If the rent proves out to be right for your area and the cash flow is still as light as what you describe, in a market like this selling would bring on significant equity capital for a more carefully planned deal. If you find rent is low, raise it for the next lease cycle, HELOC, and get what you can with the resulting cash.

Updated about 2 months ago

Hi @Ronald Allen Barney, Thanks for the information, This house in 32258 zip code, Bartram Park, Greenbrier Community.

@Brendan Miller Thank you so much for your suggestion.


Originally posted by @Brendan Miller:

@Kiran Vemula I just did the same, sold a luxury condo that I used as a primary for 2 of the past 5 yrs, and rented for the last 3. It had a high HOA so it didn't cashflow well but it had appreciated a lot since I bought it. I recently closed on it and plan to roll the proceeds into a down payment on a multifamily property. You're in a good market, so I'd recommend doing the same and find a property (or several) that cashflow well.

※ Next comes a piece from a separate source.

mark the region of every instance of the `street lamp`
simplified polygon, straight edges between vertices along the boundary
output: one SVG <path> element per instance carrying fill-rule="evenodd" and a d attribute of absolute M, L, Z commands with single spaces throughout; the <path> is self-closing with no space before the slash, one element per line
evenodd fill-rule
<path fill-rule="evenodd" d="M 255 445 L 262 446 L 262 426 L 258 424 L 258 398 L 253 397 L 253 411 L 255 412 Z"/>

Hi @Eduardo Aguilar - Thank you so much for detail explanation. I do appreciate your input.


Originally posted by @Eduardo Aguilar:

Hi @Kiran Vemula- the safe general answer is- it depends. At the current appreciation (which I would have a local realtor run an actual CMA on as Zillow is typically 5-7% off) you have the potential to pocket nearly $100K after commissions and closing costs (I'm in CA and I typically estimate around 8% total commission/closing costs for my Sellers).

If you were to go with the HELOC option, at best you would be able to secure a line that brings your Loan to Value (LTV) to 85% though its typically closer to 70-75% depending on your lender. With this being the case, that means that the most that the lender will give you access to is 85% ($205,600) of $257K minus your current balance of $138K which yields $6,600 under the best-case scenario. Under the worst-case- 70% LTV- scenario this would bring the max total loan to $179,900 (70% of $257K) you would at best have access to $41,900 ($179,900-$138K).

The other piece to factor is the amount of time that it takes to secure a HELOC which is averaging anywhere from 3-6 monhts (I'm currently nearly three months into a HELOC application for my rental). With all this in mind, I would have to second @Brendan Miller 's recommendation of heavily considering selling as it doesn't sound like there's much cash flow to offer an attractive reason to hold.

The only other piece of this puzzle is to determine what your goal is so that you can effectively leverage the gains. I'm not familiar with the markets in Jacksonville but will defer to you and a local realtor to assess what type of investment would help you achieve your goal within a realistic timeline. Hoping this all helps and definitely wish you the best with whatever decision you make. Congrats on a great first investment!!!